Two industry leaders share their views on embedded insurance and what this model could mean for different players in the insurance market

Peter Thompson, chief executive of BGL Insurance:

Opportunity around embedded insurance is ‘no-brainer’ for brokers

Distribution is going to change significantly.

Peter Thompson 3

Peter Thompson

Companies in different sectors are definitely seeing insurance as an opportunity to grow as part of a more integrated customer offering - of which insurance is just one component. Brokers could be key to unlocking this growth.

There is a massive role for brokers to be involved in embedded insurance.

Firms that have a really digital relationship with their customers, that have got that embedded opportunity, are assessing our marketplace and saying ‘I can’t afford to tie my new capability and proposition to one risk carrier. They haven’t got the breadth of risk appetite and competitiveness to support all of my customers’.

Therefore, a panel-based proposition has to be the way to support it – and who could help put together a panel-based proposition?
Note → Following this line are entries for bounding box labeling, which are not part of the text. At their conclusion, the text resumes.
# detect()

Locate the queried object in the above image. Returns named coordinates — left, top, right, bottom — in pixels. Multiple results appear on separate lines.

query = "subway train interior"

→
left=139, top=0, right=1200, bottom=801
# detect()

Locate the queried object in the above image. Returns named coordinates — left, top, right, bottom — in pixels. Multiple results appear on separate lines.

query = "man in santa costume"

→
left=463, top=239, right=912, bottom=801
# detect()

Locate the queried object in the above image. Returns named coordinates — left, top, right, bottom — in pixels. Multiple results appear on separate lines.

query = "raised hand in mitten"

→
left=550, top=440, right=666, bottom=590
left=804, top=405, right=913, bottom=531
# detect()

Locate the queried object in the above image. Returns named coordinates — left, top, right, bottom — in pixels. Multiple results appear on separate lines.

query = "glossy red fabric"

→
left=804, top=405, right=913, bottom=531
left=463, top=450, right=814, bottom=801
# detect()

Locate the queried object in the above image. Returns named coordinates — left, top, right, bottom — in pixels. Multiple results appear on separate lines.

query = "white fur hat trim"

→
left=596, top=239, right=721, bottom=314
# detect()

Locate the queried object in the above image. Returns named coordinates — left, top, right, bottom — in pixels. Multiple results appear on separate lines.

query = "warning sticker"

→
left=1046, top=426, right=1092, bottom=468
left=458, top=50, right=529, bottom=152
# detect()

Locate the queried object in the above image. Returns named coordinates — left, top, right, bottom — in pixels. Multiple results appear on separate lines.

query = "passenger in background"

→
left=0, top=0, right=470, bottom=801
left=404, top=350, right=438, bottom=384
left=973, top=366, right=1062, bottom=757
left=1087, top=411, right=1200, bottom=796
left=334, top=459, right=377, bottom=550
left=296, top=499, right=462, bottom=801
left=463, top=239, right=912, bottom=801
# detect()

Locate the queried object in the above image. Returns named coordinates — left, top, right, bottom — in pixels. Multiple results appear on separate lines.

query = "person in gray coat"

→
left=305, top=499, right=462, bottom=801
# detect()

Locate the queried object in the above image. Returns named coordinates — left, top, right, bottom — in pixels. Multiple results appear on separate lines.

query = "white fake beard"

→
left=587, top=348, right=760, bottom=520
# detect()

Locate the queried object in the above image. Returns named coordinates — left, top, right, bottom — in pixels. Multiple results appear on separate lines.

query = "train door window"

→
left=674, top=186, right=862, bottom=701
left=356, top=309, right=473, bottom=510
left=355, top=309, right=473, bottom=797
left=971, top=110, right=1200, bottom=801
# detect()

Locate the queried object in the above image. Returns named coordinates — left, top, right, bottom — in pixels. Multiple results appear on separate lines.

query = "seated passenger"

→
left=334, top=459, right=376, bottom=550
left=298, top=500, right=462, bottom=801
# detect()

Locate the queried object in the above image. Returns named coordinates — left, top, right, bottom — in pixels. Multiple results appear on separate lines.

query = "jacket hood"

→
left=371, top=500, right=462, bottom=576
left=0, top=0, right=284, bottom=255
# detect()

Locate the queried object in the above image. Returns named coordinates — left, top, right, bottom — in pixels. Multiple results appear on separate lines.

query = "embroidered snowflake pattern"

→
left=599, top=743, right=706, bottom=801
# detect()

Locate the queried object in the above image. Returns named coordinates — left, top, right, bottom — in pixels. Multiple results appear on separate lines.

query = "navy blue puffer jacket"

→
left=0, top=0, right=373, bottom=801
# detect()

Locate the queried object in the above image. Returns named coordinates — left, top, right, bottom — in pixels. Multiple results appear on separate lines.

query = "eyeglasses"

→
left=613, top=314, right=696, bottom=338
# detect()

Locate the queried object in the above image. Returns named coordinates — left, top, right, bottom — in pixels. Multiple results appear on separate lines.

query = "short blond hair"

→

Who is better placed than a sophisticated, partnerships-based affinity player that is an intermediary, that is used to running panels?

It’s a no-brainer. There are a ton of opportunities out there if brokers want to open their eyes a little.

Amazon’s entry into the home and content insurance market in October 2022 is a fascinating development, for example. The retailer has been thinking about insurance for many, many years now.

It’s really interesting that Amazon has decided to pilot in the UK, where it is a super competitive market. Maybe this marks its first step into the insurance sector - dipping a toe in the water, so to speak, and utilising shorter question sets.

I was expecting Amazon’s entry into insurance to make a bit more of a splash, to have a bit more impact – but if the firm is taking a test and learn approach, then we’ll find out the full impact over time.

We are watching Amazon with interest, but it’s still too early to tell whether this development is going to be meaningful for the sector or not.

Peter Clarke, managing director of Insurercore:

Embedded insurance could pose ‘risk of further reputational damage’ if insureds are ‘ill informed’ about their cover

There is a lot of hype at the moment around embedded insurance and although I believe there is an opportunity for the insurance market to better engage with digital consumers through embedded partnerships with well known consumer brands, I also believe we need to tread carefully as a market when offloading the selling of our products to third parties.

Peter Clarke leaning

Peter Clarke

Firstly, insurance should be an educated purchase so that insureds understand their cover and are informed on when and how they can make a claim.

The role of the broker has always been that of an advisor and not simply a distributer of insurance products.

By bundling insurance up in the sale of other products, the industry runs the risk of doing further reputational damage if - at the point of claim - the insured is ill informed on their cover and ends up having their claim declined by their insurance company due to small print.

If embedded insurance is to become the norm, then ensuring that the industry provides an educational buying process and a seamless, simple claims process is essential – although not easily achievable.

Although established insurance players have the experience to ensure customers are sufficiently educated, we will see whether during the gold rush to embed products whether all parties ensure they put the customer first and follow the necessary regulation – as opposed to just using embedded insurance to lower distribution costs to the detriment of the end user.

Secondly, due to the nature of online purchases, long question sets are rarely completed and tend to kill the buyer journey. Insurers tapping into embedded insurance, therefore, will need to be able to price effectively with very little risk information.

Although risk data can now be enriched by third party data sources, the products that can be offered in an embedded fashion will still have to be simple, with one price fitting all and based on limited cover.

This makes the policy less fit for purpose and more costly than if it were packaged within a wider policy.

The only way to tell whether the policies are providing value and are fairly priced is by waiting for the loss ratios to come out.

Without previous loss histories, we can only assume that there will be some mistakes in the early years, with some companies taking large losses if they don’t get the cover and pricing right.